So eine Klimaanlage ist eine feine Sache – sollen doch draußen alle nach Luft japsen, im Auto ist es herrlich kühl! Aber: Der ADAC rät, die Differenz zwischen Innen- und Außentemperatur nicht größer als sechs Grad Celsius werden zu lassen. Andernfalls drohen Kreislaufprobleme und Erkältungen. Auf Kurzstecken können Sie auf die Klimaanlage verzichten und das Fenster öffnen, das spart Kraftstoff. Die Luftauslässe der Klimaanlage richten Sie nur auf bekleidete Körperpartien – sonst können Sie sich schnell eine Erkältung einfangen.

  • Durchlüften

Vor dem Start sollten Sie bei stark aufgeheiztem Innenraum alle Türen öffnen und für Durchzug sorgen.
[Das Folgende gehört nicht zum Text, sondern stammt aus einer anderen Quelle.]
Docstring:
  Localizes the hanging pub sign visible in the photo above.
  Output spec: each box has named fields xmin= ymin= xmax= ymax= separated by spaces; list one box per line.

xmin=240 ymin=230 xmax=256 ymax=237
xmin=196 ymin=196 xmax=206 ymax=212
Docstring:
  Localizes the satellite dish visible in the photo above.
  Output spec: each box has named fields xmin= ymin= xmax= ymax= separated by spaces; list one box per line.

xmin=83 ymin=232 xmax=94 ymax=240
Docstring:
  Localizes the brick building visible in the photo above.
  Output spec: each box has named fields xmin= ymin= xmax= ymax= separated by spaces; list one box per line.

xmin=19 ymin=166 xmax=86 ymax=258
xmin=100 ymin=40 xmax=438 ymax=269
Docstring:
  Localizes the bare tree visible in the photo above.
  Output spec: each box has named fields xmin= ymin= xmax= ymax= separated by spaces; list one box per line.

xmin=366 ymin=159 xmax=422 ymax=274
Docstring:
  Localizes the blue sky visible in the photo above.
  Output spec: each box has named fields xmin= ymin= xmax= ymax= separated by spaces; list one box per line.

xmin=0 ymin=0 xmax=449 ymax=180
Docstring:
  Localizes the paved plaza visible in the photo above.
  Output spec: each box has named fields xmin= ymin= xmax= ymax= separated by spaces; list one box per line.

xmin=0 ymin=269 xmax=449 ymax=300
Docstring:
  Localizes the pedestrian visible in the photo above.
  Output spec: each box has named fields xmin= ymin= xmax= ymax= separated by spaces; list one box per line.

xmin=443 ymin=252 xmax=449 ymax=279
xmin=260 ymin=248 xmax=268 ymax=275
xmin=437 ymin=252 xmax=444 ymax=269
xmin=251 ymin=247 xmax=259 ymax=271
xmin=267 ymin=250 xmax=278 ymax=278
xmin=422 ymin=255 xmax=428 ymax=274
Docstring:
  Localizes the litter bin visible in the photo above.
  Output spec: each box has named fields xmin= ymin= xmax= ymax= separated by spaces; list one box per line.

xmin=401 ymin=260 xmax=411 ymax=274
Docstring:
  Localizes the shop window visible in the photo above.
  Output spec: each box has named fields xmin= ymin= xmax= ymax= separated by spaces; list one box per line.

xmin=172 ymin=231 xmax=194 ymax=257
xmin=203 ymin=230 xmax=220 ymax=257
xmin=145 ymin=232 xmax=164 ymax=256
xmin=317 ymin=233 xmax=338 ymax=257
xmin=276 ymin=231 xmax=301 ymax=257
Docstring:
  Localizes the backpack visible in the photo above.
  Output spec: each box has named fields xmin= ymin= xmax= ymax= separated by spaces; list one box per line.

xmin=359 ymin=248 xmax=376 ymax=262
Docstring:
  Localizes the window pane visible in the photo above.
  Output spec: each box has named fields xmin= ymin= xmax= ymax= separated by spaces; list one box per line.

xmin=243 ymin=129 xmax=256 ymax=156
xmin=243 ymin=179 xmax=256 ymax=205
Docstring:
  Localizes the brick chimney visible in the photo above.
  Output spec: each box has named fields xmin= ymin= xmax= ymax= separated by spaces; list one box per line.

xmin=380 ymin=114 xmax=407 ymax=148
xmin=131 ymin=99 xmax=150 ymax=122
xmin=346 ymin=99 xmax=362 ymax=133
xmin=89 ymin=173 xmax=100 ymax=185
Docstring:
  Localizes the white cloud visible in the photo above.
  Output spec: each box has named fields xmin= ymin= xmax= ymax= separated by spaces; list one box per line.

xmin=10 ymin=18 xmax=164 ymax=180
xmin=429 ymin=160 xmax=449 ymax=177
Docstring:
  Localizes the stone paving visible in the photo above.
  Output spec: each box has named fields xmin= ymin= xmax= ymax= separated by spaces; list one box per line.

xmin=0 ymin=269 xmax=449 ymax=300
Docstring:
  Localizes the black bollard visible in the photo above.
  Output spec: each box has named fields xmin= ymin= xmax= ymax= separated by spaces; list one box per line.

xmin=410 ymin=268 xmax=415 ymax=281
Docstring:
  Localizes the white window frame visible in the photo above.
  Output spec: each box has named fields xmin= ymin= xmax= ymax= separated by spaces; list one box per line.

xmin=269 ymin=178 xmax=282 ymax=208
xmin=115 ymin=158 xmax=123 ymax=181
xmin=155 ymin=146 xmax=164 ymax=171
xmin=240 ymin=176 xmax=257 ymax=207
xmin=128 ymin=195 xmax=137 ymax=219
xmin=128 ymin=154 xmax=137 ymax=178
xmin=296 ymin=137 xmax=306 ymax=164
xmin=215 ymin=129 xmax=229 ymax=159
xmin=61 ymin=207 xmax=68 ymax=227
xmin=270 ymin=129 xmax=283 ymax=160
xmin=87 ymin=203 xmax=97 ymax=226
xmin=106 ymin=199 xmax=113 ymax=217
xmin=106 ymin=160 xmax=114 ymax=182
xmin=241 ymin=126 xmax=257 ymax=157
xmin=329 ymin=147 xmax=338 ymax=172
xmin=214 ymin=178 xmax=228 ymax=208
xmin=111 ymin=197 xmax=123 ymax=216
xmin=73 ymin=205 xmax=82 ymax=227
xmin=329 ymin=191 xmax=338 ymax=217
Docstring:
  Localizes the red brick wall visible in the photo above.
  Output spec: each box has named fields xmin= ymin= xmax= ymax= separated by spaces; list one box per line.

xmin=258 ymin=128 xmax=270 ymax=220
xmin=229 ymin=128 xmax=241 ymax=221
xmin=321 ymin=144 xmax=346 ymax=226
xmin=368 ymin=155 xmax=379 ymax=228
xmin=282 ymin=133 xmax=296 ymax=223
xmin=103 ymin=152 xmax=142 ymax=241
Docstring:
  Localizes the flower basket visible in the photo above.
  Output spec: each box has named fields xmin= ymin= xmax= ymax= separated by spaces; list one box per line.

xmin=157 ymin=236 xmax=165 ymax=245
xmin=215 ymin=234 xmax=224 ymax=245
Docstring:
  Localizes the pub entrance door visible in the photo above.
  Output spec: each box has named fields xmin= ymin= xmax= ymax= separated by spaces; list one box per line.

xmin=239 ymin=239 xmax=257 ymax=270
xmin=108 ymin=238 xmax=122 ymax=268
Das empfiehlt sich übrigens auch bei vorhandener Klimaanlage. Vorsicht ist allerdings geboten, wenn man während der Fahrt die Seitenfenster aufreißt, um Fahrtwind ins Auto kommen zu lassen. Die Zugluft kann für einen steifen Nacken oder Erkältungen sorgen. Außerdem steigt der Geräuschpegel erheblich, das sorgt bei manchen Fahrern für zusätzlichen Stress.

  • Parken

Ein schattiges Parkplätzchen ist natürlich Gold wert – bedenken Sie aber, dass die Sonne wandert. Wenn Sie in der prallen Sonne parken müssen, helfen silberbeschichtete Matten auf der Windschutzscheibe – sie reflektieren die Sonnenstrahlen und das Innere des Autos erhitzt sich nicht ganz so stark. Alternativ kann ein Sonnenschutzkarton an der Innenseite der Scheibe angebracht werden.

  • Tanken

Tanken Sie den Wagen bei hohen Temperaturen nicht randvoll: Kraftstoff dehnt sich in der Hitze aus (bei 50 Liter um etwa einen Liter). Das Benzin kann dann über Tankdeckel oder Entlüftungsrohr auslaufen und sich im Extremfall beim Losfahren entzünden.

  • Getränke

Bei großer Hitze muss der Flüssigkeitsverlust ausgeglichen werden, ansonsten kann es Kreislaufprobleme geben. Auf langen Fahrten kommen die Flaschen am besten in eine Kühltasche. Vermeiden Sie allerdings eiskalte Getränke, auch wenn sie noch so verlockend sind – dadurch schwitzen Sie nur noch mehr. Wasser, Saftschorlen oder Kräutertee haben sich bei Hitze als ideale Durstlöscher erwiesen.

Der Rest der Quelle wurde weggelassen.